I understand the governments desire to end analog TV service. All the digital channels have been moved to UHF and ceasing VHF broadcasts will free up that spectrum so they can auction it off to the highest bidder. What ever happened to governing the airwaves to serve the public interest?
I don’t understand the rush to shutdown analog AM/FM transmission since the digital counterpart occupies the same frequencies. I also hate to see all those old AM furniture radios no longer functional.
I don’t like the Ibiquity HD radio system for AM at all. FM, so-so, it’s probably an improvement over analog subcarriers. The AM Ibiquity HD radio system is a gross waste of bandwidth. Better quality audio could be fit into an existing spectral footprint.
They are trying to stick us with a system that is incompatible with the rest of the world to limit our exposure to news and opinion from the rest of the world while at the same time edging out smaller broadcasters so that only a handful of mega-corporations remain. We’ve already had a sample of “Fair and Balanced”, and that’s what we’re going to get more of if we allow this to happen.
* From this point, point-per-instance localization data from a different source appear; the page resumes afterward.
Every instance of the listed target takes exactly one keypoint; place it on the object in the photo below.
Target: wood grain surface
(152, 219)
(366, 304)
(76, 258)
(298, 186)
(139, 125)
There is no reason to force a change over. If the economics favor it, stations will switch on their own. I do think that stations on AM should either broadcast analog or digital, not waste bandwidth with hybrid systems, but I do not think the entire band should be mandated to change. A system, such as I proposed, which would fit in the same spectral foot print would allow stations to switch as they felt it was economically beneficial to do so without impacting adjacent stations.
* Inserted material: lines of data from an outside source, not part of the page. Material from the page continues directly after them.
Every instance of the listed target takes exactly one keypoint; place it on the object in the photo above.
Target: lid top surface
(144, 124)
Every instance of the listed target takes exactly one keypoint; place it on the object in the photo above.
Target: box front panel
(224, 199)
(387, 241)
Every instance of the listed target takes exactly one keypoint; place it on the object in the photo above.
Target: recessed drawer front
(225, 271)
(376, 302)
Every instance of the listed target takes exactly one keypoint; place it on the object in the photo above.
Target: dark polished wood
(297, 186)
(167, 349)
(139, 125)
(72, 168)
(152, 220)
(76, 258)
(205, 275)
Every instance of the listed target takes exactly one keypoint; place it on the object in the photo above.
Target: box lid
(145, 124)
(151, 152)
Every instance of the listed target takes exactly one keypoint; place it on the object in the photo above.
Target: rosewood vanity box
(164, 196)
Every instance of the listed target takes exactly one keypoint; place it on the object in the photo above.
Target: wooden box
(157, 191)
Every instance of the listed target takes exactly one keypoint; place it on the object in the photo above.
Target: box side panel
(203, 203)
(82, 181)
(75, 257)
A few analog stations would remain to service those old radios. The biggest thing I don’t like about Ibiquitys’ system is that it uses three channels for audio with “fake” highs when it could fit audio with “real” highs into one channel if it got away from proprietary and non-compatible standards and used open and compatible standards.
I’d urge people write your congress critters and tell them the FCC needs to be returned to governing the airwaves in the publics interest, not in the NAB’s, not in Ibiquitys’ interests. You can write the FCC too but given that they are owned by corporate interest there doesn’t seem to be much chance at persuading them directly.